5. Did adding freesulfurdioxide to the prediction model with fix acidity improve or not
improve the prediction model? Please explain how you made this determination.
Adding free sulfur dioxide to the prediction model with fixed acidity improved the prediction
model as noted on question 4, both variables were correlated with the alcohol content. This
signifies that we can plug both variables into a regression equation to determine the alcohol
content. The ANOVA conducted by PSPP had a significance value of .014, but it lowered to .000
when adding free sulfur dioxide. Meaning that there’s an even lower chance that we can make a
type I error. Adding free sulfur dioxide enables us to account for more shared variance.
Y’ = -.05x - .01z + 10.93
Where Y’ = predicted alcohol content, x = fixed acidity, y = free sulfur dioxide
6. For a wine that has an alcohol level of 9.1 and fixed acidity of 5.0, what
would be the anticipated freesulfurdioxide level of the wine?
9.1 = -.05(5.0) - .01z + 10.93
9.1 = -.25 - .01z + 10.93
9.1 = -.01z +10.68
-1.58 = -.01z
z = 158 (anticipated free sulfur dioxide level)
• PSPP rounds to 2 decimal places
This value is a little too high compared with other free sulfur dioxide. Therefore I decided to
conduct another multivariable regression by PSPP where this was the case:
REGRESSION
REGRESSION
/VARIABLES= alcohol fixedacidity
/DEPENDENT= freesulfurdioxide
/METHOD=ENTER
Model Summary (freesulfurdioxide)
.17 .03 .03 10.31
ANOVA (freesulfurdioxide)
Regression 5227.94 2 2613.97 24.60 .000
Residual 169617.04 1596 106.28
Total 174844.98 1598
Coefficients (freesulfurdioxide)
(Constant) 31.91 2.89 .00 11.03 .000
alcohol -.78 .24 -.08 -3.21 .001
fixedacidity -.95 .15 -.16 -6.42 .000
Y’ = -.953x -.777z + 31.908, where x = fixed acidity, z = alcohol, and Y’ = anticipated/predicted
free sulfur dioxide level
Y’ = -.95(5.0) - .78(9.1) + 31.91
Y’ = -4.75 – 7.098 + 31.91
Y’ = 20.062 (This is the final anticipated free sulfur dioxide level)
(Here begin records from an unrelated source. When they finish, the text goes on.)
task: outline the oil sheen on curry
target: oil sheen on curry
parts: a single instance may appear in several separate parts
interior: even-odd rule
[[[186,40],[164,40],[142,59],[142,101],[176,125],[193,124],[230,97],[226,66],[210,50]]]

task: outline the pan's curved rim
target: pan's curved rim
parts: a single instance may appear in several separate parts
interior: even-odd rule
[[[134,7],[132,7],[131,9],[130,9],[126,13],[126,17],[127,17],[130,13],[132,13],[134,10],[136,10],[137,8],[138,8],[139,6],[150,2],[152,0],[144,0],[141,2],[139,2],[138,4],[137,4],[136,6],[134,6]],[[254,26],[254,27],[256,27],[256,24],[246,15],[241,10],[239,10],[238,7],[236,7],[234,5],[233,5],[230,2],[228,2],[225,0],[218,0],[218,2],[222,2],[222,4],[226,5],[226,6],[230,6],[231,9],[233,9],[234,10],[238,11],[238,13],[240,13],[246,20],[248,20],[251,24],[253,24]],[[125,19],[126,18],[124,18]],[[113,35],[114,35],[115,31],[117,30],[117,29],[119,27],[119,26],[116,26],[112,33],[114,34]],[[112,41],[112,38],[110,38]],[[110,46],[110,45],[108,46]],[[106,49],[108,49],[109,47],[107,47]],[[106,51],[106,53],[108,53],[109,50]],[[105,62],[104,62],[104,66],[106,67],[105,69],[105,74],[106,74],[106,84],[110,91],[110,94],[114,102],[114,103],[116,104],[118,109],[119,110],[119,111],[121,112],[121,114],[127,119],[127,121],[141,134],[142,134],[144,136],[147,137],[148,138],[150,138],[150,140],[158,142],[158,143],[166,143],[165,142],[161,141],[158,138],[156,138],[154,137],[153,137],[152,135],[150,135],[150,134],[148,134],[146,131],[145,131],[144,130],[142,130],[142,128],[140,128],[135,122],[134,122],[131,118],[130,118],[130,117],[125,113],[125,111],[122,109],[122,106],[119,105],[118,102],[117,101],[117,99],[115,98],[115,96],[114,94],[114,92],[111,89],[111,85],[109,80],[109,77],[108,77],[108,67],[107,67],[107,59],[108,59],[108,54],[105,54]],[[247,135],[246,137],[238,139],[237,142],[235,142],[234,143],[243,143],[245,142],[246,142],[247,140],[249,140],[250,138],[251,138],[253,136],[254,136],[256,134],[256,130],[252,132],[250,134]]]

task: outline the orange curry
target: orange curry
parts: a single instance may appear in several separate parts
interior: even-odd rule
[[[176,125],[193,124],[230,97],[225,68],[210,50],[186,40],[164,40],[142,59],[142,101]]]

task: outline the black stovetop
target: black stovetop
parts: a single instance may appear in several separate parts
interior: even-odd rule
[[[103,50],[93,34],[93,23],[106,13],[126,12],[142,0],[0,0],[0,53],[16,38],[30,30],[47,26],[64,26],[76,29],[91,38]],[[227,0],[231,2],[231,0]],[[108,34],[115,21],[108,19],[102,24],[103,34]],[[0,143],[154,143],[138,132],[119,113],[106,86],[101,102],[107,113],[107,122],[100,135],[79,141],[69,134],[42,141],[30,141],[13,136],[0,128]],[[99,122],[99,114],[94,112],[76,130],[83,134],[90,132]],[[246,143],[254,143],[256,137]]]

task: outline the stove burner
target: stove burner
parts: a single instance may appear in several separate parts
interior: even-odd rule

7. In terms of the two variable above, which variable contributes more to the
predictive variability in alcohol content? Please explain how you came to this
conclusion.
In the terms of the two variables above, the variable that contributes more to the
predictive variability in alcohol content was free sulfur dioxide. This is because it is
significant because the value was .000. slope cannot be used to determine which variable
is a better predictor because the scale is different. Meaning that we must take a look at the
Standardized Coefficients Beta magnitudes.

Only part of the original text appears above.